Gülcan Şenyuvalı’nın Mavi Sakal’ında bir yüz göremiyoruz. Nitekim aklı başında olan herkes kadın cinayetlerinin farklı farklı kişilerin değil, tek bir köhne zihniyetin ürünü olduğunu bilir ve bu yozlaşmışlığın bir yüzü yoktur. Altın çerçevelere konulmuş, baş köşelere iliştirilmiş erillik, kaçma ihtiyacı bile hissetmeden öldürdüklerinin karşısında, onlara yenilerini ekleyeceği yerde öylece durur. Zaten korkacak bir şeyi de yoktur. Çünkü her şey onun tarafındadır.

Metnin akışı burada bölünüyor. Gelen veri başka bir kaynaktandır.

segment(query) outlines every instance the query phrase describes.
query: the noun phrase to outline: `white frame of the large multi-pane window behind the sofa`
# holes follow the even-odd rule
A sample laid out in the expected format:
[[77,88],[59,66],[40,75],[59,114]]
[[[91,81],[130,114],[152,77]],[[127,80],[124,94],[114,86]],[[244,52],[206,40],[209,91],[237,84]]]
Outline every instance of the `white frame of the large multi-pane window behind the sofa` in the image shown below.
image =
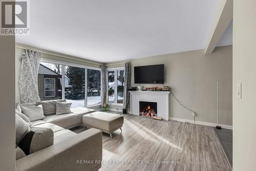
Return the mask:
[[[102,86],[102,81],[101,81],[101,68],[97,67],[91,67],[91,66],[86,66],[86,65],[79,65],[76,63],[71,63],[71,62],[63,62],[59,60],[53,60],[53,59],[47,59],[47,58],[41,58],[40,62],[46,62],[46,63],[54,63],[54,64],[59,64],[61,65],[62,71],[61,71],[61,84],[62,84],[62,99],[65,99],[65,67],[77,67],[77,68],[84,68],[85,69],[85,99],[84,99],[84,107],[92,107],[92,106],[100,106],[100,104],[94,104],[94,105],[87,105],[87,69],[90,70],[97,70],[100,71],[100,86]],[[55,88],[56,89],[56,88]],[[54,97],[54,96],[52,96]],[[100,93],[100,98],[102,97],[102,94]]]

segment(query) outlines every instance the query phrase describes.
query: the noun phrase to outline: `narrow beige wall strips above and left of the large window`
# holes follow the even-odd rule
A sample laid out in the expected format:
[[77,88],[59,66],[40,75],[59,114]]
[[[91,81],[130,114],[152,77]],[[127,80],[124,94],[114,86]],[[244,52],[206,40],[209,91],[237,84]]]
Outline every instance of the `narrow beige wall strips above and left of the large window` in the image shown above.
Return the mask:
[[[41,53],[41,58],[45,58],[45,59],[62,61],[62,62],[67,62],[67,63],[74,63],[76,65],[90,66],[90,67],[96,67],[96,68],[100,68],[101,65],[103,65],[103,63],[100,63],[100,62],[95,62],[95,63],[99,63],[99,65],[97,65],[97,64],[94,63],[94,61],[89,61],[89,60],[87,61],[85,59],[84,59],[84,61],[81,61],[81,60],[83,60],[81,58],[77,58],[77,57],[69,56],[69,55],[63,55],[63,54],[60,54],[60,53],[51,52],[51,51],[47,51],[47,50],[43,50],[43,49],[39,49],[39,48],[27,46],[27,45],[16,44],[16,46],[22,47],[22,48],[27,48],[27,49],[37,50],[37,51],[40,51],[40,52],[46,52],[46,53]],[[16,63],[15,64],[15,100],[16,100],[16,102],[20,102],[18,77],[19,77],[19,72],[20,72],[19,57],[22,54],[22,51],[23,51],[22,48],[15,48],[15,63]],[[50,54],[48,54],[48,53],[50,53]],[[56,54],[56,55],[54,55],[54,54]],[[64,58],[64,57],[61,57],[61,56],[58,56],[58,55],[68,56],[72,59]]]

Masallar ve Toplumsal Cinsiyet

Masalların toplumsal cinsiyet normlarına etkisinden kısaca bahsetmeden geçmek istemiyorum. Hepimiz takdir ederiz ki masallar, insanlık tarihinin en önemli ve yaygın anlatı metodu olarak karşımıza çıkar. Farklı toplumlarda o toplumun kültürel öğeleri ile bezenerek farklılıklar gösterseler de içerik olarak birbirlerinden pek de uzaklaşmadıkları evrensel bir yapıya sahiptirler. Masallar sayesinde çocukların hayal güçlerinin gelişmesi ve evrensel bazı değer ve erdemleri edinmeleri beklenir.

Toplumsal cinsiyet normlarının izlerini toplumun ürünü olan masallarda görüyor olmamız hiç de enteresan değil. Masalların ikil cinsiyet kalıplarını ve ataerkil cinsiyet rollerini tabiri caizse itelediği apaçık bir gerçek. Fakat burada masalların toplumsal cinsiyet normlarını ve kadına yönelik şiddeti doğurduğunu söylersek bu tek boyutlu bir okuma olur. Aslında bunu, bir kısır döngünün elemanı olarak görmek daha yerinde olacaktır. Toplumlar çocuklarına kendilerindeki bu içerikleri barındıran masallar okuyorlar ve o çocuklar büyüyüp o toplumların bir ferdi oluyorlar…

Bu noktada halihazırda var olan masalları suçlamaya, revize etmeye hiç gerek yok. Onları kendi zamansal çizgileri içerisinde değerlendirmek gerekiyor. Elimizden gelen çağdaş ve eşitlikçi evrensel ilkelere haiz yeni masallar yazmak, yahut çocuklarımıza okumak için bu çizgide yazılmış olan eserleri tercih etmek olabilir.